Inflection, a well-funded AI startup aiming to create “personal AI for everyone,” has taken the wraps off the large language model powering its Pi conversational agent. It’s hard to evaluate the quality of these things in any way, let alone objectively and systematically, but a little competition is a good thing.
Inflection-1, as the model is called, is of roughly GPT-3.5 (AKA ChatGPT) size and capabilities — as measured in the computing power used to train them. The company claims that it’s competitive or superior with other models on this tier, backing it up with a “technical memo” describing some benchmarks it ran on its model, GPT-3.5, LLaMA, Chinchilla, and PaLM-540B.
According to the results they published, Inflection-1 indeed performs well on various measures, like middle- and high-school level exam tasks (think biology 101) and “common sense” benchmarks (things like “if Jack throws the ball on the roof, and Jill throws it back down, where is the ball?”). It mainly falls behind on coding, where GPT-3.5 beats it handily and, for comparison, GPT-4 smokes the competition; OpenAI’s biggest model is well known to have been a huge leap in quality there, so it’s no surprise.
Inflection notes that it expects to publish results for a larger model comparable to GPT-4 and PaLM-2(L), but no doubt they are waiting until the results are worth publishing.
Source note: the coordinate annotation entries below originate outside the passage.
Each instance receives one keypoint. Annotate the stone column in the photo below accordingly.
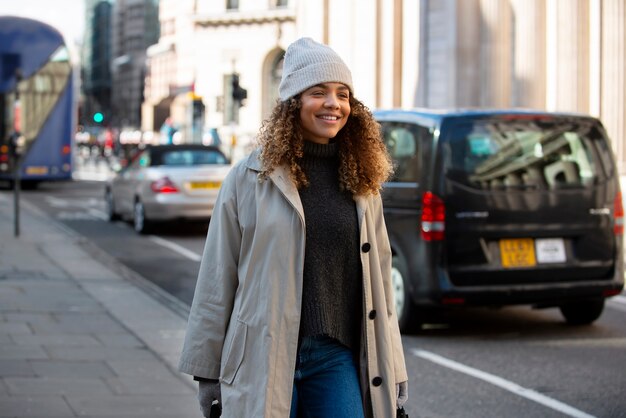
(495, 53)
(529, 54)
(568, 82)
(613, 79)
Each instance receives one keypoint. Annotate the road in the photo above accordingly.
(512, 362)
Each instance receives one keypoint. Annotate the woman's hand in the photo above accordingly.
(208, 391)
(402, 393)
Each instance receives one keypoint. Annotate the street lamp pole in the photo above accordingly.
(15, 144)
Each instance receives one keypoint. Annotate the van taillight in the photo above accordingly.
(433, 217)
(618, 215)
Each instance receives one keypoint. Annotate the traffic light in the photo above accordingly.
(239, 94)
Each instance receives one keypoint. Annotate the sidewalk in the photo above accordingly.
(80, 336)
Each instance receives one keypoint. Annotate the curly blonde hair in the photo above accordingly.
(364, 164)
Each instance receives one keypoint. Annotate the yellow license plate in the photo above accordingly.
(205, 185)
(517, 252)
(36, 170)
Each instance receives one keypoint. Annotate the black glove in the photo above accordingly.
(209, 391)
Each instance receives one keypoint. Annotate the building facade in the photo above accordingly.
(96, 61)
(557, 55)
(135, 28)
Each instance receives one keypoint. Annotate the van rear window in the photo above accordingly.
(527, 154)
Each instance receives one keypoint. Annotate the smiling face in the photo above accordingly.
(325, 110)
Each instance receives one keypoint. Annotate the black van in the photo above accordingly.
(493, 208)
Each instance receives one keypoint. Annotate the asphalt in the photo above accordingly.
(80, 335)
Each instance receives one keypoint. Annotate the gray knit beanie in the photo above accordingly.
(308, 63)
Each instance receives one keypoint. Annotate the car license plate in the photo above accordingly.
(205, 185)
(550, 250)
(517, 252)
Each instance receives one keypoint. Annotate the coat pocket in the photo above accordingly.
(234, 353)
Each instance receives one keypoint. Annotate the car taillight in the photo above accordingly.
(163, 185)
(618, 215)
(433, 217)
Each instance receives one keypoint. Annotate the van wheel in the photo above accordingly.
(140, 223)
(582, 312)
(112, 215)
(405, 309)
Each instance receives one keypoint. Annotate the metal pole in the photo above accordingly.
(16, 155)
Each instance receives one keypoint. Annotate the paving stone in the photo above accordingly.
(98, 353)
(143, 369)
(46, 368)
(29, 406)
(29, 318)
(170, 385)
(55, 386)
(19, 352)
(119, 340)
(73, 323)
(128, 406)
(12, 368)
(66, 340)
(13, 328)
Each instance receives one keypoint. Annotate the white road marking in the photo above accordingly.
(177, 248)
(615, 305)
(502, 383)
(583, 342)
(98, 214)
(619, 299)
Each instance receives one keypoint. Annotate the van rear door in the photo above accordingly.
(529, 199)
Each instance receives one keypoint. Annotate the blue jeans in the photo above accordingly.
(325, 382)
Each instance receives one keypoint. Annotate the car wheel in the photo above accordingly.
(140, 223)
(112, 215)
(405, 308)
(582, 312)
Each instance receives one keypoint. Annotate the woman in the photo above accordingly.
(293, 310)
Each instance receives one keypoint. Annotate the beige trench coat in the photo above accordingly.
(244, 320)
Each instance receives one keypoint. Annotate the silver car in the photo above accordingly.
(167, 183)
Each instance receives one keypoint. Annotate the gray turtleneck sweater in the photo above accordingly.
(332, 295)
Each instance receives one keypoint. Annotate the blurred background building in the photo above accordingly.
(135, 28)
(216, 65)
(96, 61)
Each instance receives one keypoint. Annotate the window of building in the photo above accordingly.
(232, 4)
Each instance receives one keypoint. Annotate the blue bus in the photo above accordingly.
(38, 103)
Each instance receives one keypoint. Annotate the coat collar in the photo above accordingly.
(361, 208)
(281, 178)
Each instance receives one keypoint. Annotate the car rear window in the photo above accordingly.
(527, 153)
(188, 157)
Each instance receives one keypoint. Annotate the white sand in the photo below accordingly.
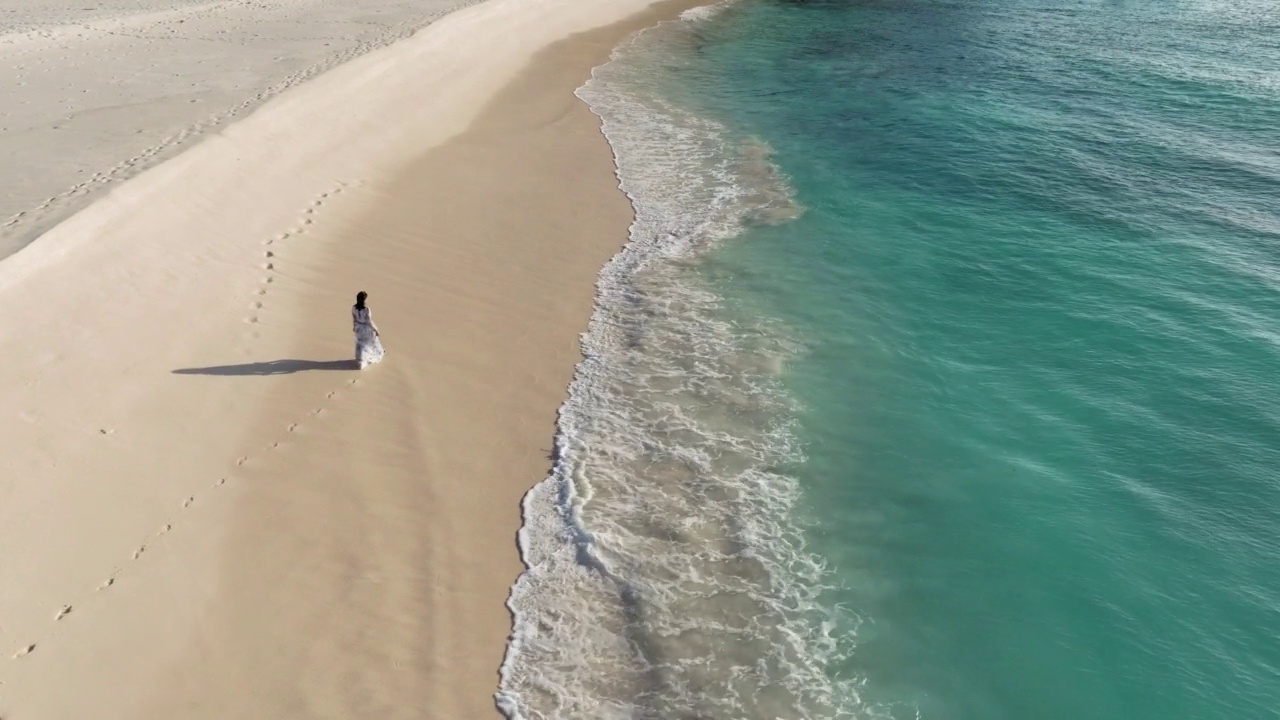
(95, 92)
(202, 514)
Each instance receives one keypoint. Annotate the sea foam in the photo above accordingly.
(666, 577)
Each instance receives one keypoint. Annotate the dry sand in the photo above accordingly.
(204, 511)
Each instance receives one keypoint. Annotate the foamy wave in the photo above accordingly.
(664, 577)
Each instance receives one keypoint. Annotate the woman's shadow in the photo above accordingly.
(270, 368)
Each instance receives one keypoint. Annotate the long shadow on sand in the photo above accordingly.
(269, 368)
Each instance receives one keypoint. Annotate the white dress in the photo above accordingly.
(369, 349)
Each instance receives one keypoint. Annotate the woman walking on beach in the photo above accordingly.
(369, 347)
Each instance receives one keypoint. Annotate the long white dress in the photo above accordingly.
(369, 349)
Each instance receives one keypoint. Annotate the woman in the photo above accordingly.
(369, 347)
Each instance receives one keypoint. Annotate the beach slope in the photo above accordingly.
(205, 511)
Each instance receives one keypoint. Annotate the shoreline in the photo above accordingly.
(228, 519)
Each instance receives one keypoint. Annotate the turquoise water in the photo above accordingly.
(942, 377)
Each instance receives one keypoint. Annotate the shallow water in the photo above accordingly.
(940, 378)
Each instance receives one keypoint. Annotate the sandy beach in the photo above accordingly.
(205, 511)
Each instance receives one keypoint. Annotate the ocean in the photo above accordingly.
(940, 378)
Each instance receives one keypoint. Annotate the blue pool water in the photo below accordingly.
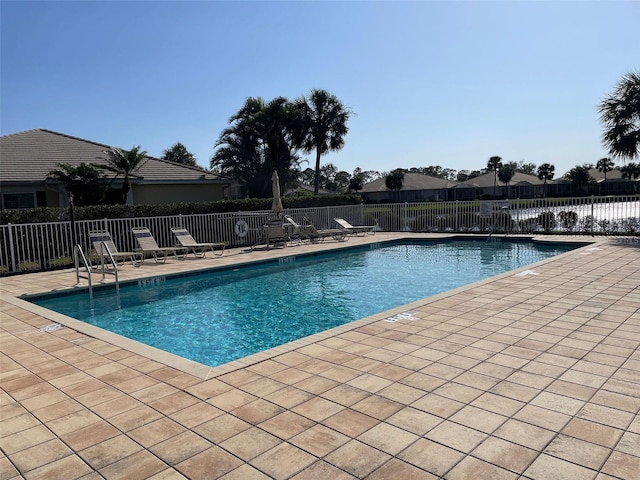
(223, 315)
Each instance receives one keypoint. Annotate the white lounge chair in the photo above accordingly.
(355, 230)
(311, 233)
(149, 246)
(199, 249)
(274, 233)
(103, 245)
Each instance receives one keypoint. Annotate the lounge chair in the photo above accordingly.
(149, 246)
(199, 249)
(311, 233)
(274, 233)
(355, 230)
(103, 245)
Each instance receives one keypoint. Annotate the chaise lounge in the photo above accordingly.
(355, 229)
(199, 249)
(149, 246)
(103, 246)
(311, 233)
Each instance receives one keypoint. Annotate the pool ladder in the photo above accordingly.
(79, 257)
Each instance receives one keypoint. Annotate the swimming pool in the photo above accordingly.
(226, 314)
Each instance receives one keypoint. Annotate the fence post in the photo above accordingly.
(457, 217)
(12, 249)
(593, 219)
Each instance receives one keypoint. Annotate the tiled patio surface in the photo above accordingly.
(532, 376)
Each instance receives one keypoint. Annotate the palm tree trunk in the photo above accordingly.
(316, 181)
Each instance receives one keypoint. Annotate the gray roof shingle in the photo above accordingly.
(29, 156)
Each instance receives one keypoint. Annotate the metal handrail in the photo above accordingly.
(78, 255)
(104, 248)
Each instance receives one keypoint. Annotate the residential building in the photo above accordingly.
(27, 158)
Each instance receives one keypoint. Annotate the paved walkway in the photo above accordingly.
(533, 375)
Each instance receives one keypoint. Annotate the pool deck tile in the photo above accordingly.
(533, 374)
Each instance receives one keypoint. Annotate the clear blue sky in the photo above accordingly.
(447, 83)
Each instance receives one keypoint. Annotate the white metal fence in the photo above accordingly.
(32, 247)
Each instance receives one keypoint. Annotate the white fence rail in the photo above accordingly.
(37, 246)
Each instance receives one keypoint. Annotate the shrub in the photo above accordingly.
(94, 212)
(631, 225)
(568, 219)
(547, 220)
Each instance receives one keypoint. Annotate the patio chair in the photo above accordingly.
(355, 229)
(103, 245)
(199, 249)
(311, 233)
(149, 246)
(274, 233)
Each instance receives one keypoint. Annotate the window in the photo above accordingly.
(18, 200)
At any rate Inflection-2 or Inflection-1-XL or whatever is in the oven but not quite baked.
So far the community hasn’t hasn’t formally divided AI models into the machine learning equivalent of boxing weight classes, but the concepts do map to one another quite well. You don’t expect a flyweight to go up against a heavyweight, they’re practically different sports. Same with AI models: a small one isn’t as capable as a large one, but the small one runs efficiently on a phone while the large one requires a datacenter. It’s an apples to oranges thing.
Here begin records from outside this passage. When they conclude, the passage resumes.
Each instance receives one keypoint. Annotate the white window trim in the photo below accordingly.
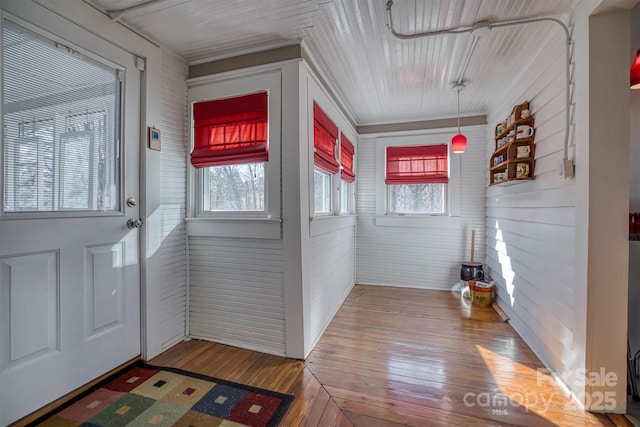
(332, 195)
(322, 223)
(263, 224)
(449, 220)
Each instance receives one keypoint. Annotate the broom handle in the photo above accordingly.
(473, 244)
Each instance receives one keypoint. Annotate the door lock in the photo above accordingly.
(134, 223)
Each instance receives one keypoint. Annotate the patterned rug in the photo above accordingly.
(146, 395)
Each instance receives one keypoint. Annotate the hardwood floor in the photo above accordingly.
(397, 357)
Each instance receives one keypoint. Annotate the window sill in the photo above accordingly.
(435, 221)
(327, 224)
(241, 228)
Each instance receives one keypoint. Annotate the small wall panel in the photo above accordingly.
(29, 301)
(104, 269)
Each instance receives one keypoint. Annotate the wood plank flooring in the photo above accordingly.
(401, 357)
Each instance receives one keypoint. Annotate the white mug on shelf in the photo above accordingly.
(524, 131)
(523, 151)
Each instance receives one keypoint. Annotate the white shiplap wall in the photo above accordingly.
(236, 292)
(332, 276)
(173, 249)
(420, 257)
(531, 225)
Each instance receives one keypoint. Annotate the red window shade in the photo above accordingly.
(230, 131)
(346, 159)
(425, 164)
(325, 135)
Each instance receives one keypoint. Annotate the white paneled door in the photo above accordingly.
(69, 273)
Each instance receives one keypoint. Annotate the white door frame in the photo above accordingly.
(98, 23)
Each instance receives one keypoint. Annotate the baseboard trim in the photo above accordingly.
(71, 395)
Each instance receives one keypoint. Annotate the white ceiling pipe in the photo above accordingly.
(483, 26)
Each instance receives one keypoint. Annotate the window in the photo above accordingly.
(60, 146)
(322, 191)
(416, 177)
(234, 188)
(325, 137)
(347, 176)
(346, 197)
(231, 147)
(434, 202)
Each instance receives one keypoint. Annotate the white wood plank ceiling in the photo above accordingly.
(381, 78)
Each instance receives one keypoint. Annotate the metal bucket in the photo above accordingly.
(471, 271)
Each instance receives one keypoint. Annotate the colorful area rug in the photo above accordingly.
(146, 395)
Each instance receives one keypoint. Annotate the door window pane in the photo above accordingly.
(61, 117)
It’s still too early to attempt such a thing, since the field is still comparatively young and there’s no real consensus on what sizes and shapes of AI model should be considered of a feather.
Ultimately for most of these models the proof of the pudding is in the tasting, of course, and until Inflection opens up its model to widespread use and independent evaluation, all its vaunted benchmarks must be taken with a grain of salt. If you want to give Pi a shot, you can just add it on one of your messaging apps, or chat with it online here.